3. The method of claim 1 wherein the composition contains about 2.5% to about 3.5% total phenols.

4. The method of claim 1 wherein the total phenols contain about 80% to about 90% tannins.

5. The method of claim 1 wherein the Stryphnodendron extract is obtained from the barks of the Stryphnodendron plant species.

6. The method of claim 5 wherein the Stryphnodendron plant species is selected from the group consisting of Stryphnodendron polyphyllum and Stryphnodendron adsfringens.

7. The method of claim 1 wherein the composition stimulates collagen synthesis.

8. The method of claim 1 wherein the extract is obtained by extraction with water, solvents that can be mixed with water, or mixtures of solvents.

9. A method of treating cutaneous wounds comprising contacting the wound with a composition comprised of Stryphnodendron bark extract wherein the composition contains between about 1% and about 6% total phenols.

10. The method of claim 9 wherein the composition contains about 2% to about 5% total phenols.

11. The method of claim 9 wherein the composition contains about 2.5% to about 3.5% total phenols.

12. The method of claim 9 wherein the total phenols contain about 80% to about 90% tannins.

13. The method of claim 9 wherein the Stryphnodendron plant species is selected from the group consisting of Stryphnodendron polyphyllum and Stryphnodendron adsfringens.

14. The method of claim 9 wherein the composition stimulates collagen synthesis.

15. The method of claim 9 wherein the extract is obtained by extraction with water, solvents that can be mixed with water, or mixtures of solvents.

16. A method of treating cutaneous wounds comprising stimulating collagen synthesis further comprising contacting the wound with a composition comprised of Stryphnodendron bark extract wherein the composition contains between about 1% and about 6% total phenols and between about 80% and about 90% tannins.

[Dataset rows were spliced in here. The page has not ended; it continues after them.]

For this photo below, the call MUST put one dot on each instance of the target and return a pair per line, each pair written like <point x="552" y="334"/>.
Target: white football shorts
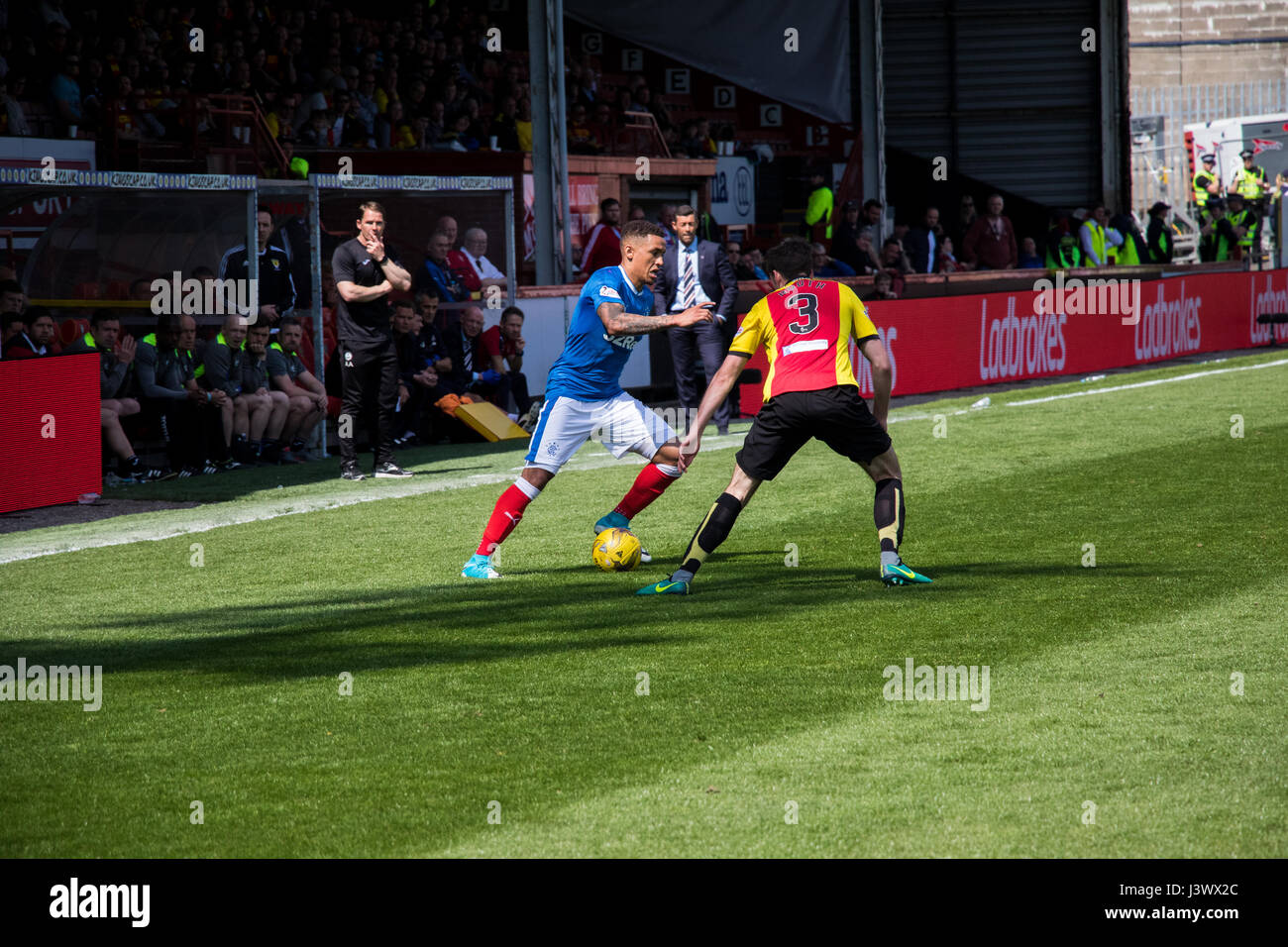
<point x="621" y="423"/>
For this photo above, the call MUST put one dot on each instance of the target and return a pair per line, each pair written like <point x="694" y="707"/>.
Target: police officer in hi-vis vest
<point x="1252" y="183"/>
<point x="1206" y="185"/>
<point x="1244" y="223"/>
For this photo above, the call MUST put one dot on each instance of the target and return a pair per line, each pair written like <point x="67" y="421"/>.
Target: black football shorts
<point x="837" y="416"/>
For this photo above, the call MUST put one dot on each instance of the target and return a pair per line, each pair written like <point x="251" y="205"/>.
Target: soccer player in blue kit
<point x="584" y="394"/>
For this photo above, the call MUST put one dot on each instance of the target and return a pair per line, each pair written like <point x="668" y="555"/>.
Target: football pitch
<point x="1116" y="561"/>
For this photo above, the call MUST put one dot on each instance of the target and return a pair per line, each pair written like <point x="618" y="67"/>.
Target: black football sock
<point x="712" y="531"/>
<point x="888" y="514"/>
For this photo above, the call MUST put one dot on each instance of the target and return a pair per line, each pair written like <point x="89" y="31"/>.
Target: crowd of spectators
<point x="246" y="397"/>
<point x="323" y="76"/>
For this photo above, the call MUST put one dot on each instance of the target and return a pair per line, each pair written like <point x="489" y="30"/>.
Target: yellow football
<point x="616" y="551"/>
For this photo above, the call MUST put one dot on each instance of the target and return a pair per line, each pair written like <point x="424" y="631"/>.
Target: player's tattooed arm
<point x="617" y="321"/>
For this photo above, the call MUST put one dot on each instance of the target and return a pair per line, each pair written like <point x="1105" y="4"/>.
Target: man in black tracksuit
<point x="366" y="272"/>
<point x="277" y="295"/>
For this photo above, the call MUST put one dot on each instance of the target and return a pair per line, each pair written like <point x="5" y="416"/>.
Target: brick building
<point x="1177" y="43"/>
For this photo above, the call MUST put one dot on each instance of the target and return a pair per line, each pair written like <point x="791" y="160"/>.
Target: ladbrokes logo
<point x="1017" y="346"/>
<point x="1168" y="329"/>
<point x="1267" y="302"/>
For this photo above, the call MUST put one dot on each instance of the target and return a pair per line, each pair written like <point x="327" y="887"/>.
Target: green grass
<point x="1109" y="684"/>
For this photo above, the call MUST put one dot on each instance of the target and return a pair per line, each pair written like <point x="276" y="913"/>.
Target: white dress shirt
<point x="483" y="266"/>
<point x="688" y="257"/>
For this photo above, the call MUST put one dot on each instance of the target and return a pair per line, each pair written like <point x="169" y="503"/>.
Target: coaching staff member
<point x="275" y="286"/>
<point x="366" y="272"/>
<point x="696" y="272"/>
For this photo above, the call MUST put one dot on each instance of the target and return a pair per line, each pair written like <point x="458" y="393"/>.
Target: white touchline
<point x="1147" y="384"/>
<point x="125" y="534"/>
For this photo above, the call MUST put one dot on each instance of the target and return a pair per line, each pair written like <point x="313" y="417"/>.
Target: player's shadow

17. The method of claim 16 wherein the composition contains about 2% to about 5% total phenols.

18. The method of claim 16 wherein the composition contains about 2.5% to about 3.5% total phenols.

19. The method of claim 16 wherein the Stryphnodendron plant species is selected from the group consisting of Stryphnodendron polyphyllum and Stryphnodendron adsfringens.

20. The method of claim 16 wherein the extract is obtained by extraction with water, solvents that can be mixed with water, or mixtures of solvents.